In this lesson, we are using the SherLock Android smartphone dataset produced by security researchers from Ben-Gurion University. This page contains information about this dataset, as well as modifications and reductions done by the DeapSECURE team for the purpose of teaching big data and machine learning topics.
Reference Paper
Yisroel Mirsky, Asaf Shabtia, Lior Rokach, Bracha Shapira, and Yuval Elovici, “SherLock vs Moriarty: A Smartphone Dataset for Cybersecurity Research”, 9th ACM Workshop on Artificial Intelligence and Security (AISec) with the 23nd ACM Conference on Computer and Communications (CCS), 2016.
- Published version: https://dl.acm.org/doi/10.1145/2996758.2996764
- DOI: doi/10.1145/2996758.2996764
- Unofficial copies are available on Cyber@BGU or on author’s ResearchGate profile.
Reference Sources on the Web
Original project website: http://bigdata.ise.bgu.ac.il/sherlock/index.html#/ . (The website has been down since 2021 or so. Instructors and learners may be able to review texts from the website on the Internet Archive, retrieved 2019-08-29.)
Alternative website to learn about Sherlock dataset: https://www.kaggle.com/BGU-CSRC/sherlock .
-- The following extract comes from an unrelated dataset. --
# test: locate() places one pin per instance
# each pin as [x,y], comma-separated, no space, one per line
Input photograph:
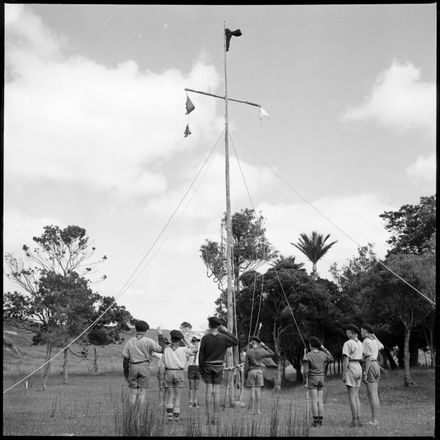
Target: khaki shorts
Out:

Detailed description of all the tables available in the Sherlock dataset is available online (PDF).
SherLock’s Sample Dataset
The full SherLock dataset is available only to researchers who sign a user agreement license with the dataset authors, which restricts the disclosure and dissemination of this data. However, they made a small sample dataset freely available for anyone interested in this dataset to experiment with. The hands-on activities in DeapSECURE lessons (Big Data, Machine Learning, and Neural Networks) are made only with SherLock’s sample dataset. Further modification and reduction of the dataset are performed, as described below, to produce greatly simplified datasets that are used by learners in this lesson module.
The original sample Sherlock dataset can be downloaded from the author’s Kaggle page:
https://www.kaggle.com/datasets/BGU-CSRC/sherlock/data
The Applications.csv
is now hosted by DeapSECURE in xz-compressed
format here:
https://drive.google.com/file/d/1GfLOohkjIMQeOxQb8fIcTRZlHT46_f7M/view
(Be advised that this is a very large file in compressed format [122 MB], and it grows to nearly 4.6 GB when not compressed!)
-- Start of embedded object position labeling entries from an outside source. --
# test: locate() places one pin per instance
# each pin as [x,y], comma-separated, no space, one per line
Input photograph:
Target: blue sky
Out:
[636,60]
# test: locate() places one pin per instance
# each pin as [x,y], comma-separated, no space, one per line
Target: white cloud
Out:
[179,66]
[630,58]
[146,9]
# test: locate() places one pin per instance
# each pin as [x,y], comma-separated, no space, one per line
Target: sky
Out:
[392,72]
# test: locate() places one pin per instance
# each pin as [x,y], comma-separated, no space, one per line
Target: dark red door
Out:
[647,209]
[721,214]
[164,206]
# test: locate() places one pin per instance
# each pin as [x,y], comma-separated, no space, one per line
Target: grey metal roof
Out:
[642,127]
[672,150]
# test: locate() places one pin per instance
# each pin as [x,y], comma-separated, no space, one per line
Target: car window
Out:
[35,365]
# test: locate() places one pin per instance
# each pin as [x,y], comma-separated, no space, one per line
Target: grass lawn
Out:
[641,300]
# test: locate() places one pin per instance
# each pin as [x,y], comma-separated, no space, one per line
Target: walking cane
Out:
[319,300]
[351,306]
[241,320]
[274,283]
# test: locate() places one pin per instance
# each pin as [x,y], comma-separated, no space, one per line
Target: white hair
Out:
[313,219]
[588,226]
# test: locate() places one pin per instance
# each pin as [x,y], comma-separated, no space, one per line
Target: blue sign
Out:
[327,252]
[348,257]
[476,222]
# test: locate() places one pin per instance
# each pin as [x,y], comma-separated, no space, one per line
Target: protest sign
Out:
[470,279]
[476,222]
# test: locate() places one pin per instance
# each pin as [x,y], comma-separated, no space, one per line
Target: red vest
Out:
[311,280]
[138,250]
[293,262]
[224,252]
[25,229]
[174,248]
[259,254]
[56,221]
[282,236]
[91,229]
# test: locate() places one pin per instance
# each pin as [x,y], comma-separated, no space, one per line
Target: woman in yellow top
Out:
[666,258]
This sample dataset is also hosted locally for ODU’s HPC users on Wahab supercomputer at this path:
/scratch/Workshops/DeapSECURE/datasets/SherLock/User-97bb95f55a-20160430--20160518
Other learners can download from Kaggle and Google drive. Be advised that some of the data files are too large to handle with an ordinary spreadsheet program or text editor!
The authors used to host the dataset on Google drive: https://drive.google.com/drive/folders/0B_A1qX1kf7R9a282dHU4bWpqM1E, but this link is no longer working.
Some Statistics
Here are the tables (plus file sizes, numbers of rows) existing in the sample SherLock dataset:
File Name | File Size (Bytes) | Number of records | Brief Description |
---|---|---|---|
AllBroadcasts.csv | 22,178,362 | 173,651 | “Broadcast” from Android OS to the apps, such as password change, network change, button presses, change in power state, etc. |
Applications.csv | 4,571,297,916 | 14,801,899 | Records of resource usage (CPU, memory, threads, network and VM statistics) for each application, taken every 5 seconds |
AppPackages.csv | 126,177 | 299 | Status update of apps: install, removal, upgrade, etc. |
Bluetooth.csv | 649,965 | 4,399 | Information on visible (scanned) Bluetooth devices |
Calls.csv | 159,624 | 1,749 | Log of phone calls: source/destination phone number, call time & duration |
Moriarty.csv | 18,096 | 187 | “Hints” left behind by the malicious Moriarty app |
ScreenOn.csv | 106,879 | 1,930 | Records of screen-on and screen-off events |
SherLock Volunteer Survey.csv | 7,986 | 111 | Survey data collected from SherLock experiment volunteers |
SMS.csv | 57,061 | 606 | Records of SMS messages sent and received: sender/receiver phone number, timestamp |
T0.csv | 29,174 | 43 | Hardware and system information |
T1.csv | 7,273,825 | 24,763 | Location, connected cell tower, device status |
T2.csv | 278,306,490 | 78,647 | Hardware sensor data (accelerometer, gyroscope, barometer, etc.) |
T3.csv | 64,745,896 | 144,823 | Audio and display device (LCD) information |
T4.csv | 106,760,194 | 156,018 | Snapshots of system-wide resource usage (CPU, memory, network, battery, etc.) |
UserPresent.csv | 23,326 | 468 | Timestaps when user begin interacting with the device |
Wifi.csv | 10,410,473 | 110,478 | Information on visible (scanned) Wi-Fi access points |
(The number of record is usually one less than the number of text lines due to CSV header, except the volunteer survey, which has a three-line header.)
Application.csv
Table
The bulk (if not all) of hands-on activities in this lesson module use Applications.csv
.
Data in Applications.csv
were collected by the SherLock agent
from the participant’s smartphones.
The SherLock agent made frequent, periodic probes (“polls”) of
the statistics of the apps running on the phone
at a high resolution, about 5 seconds apart between adjacent probes.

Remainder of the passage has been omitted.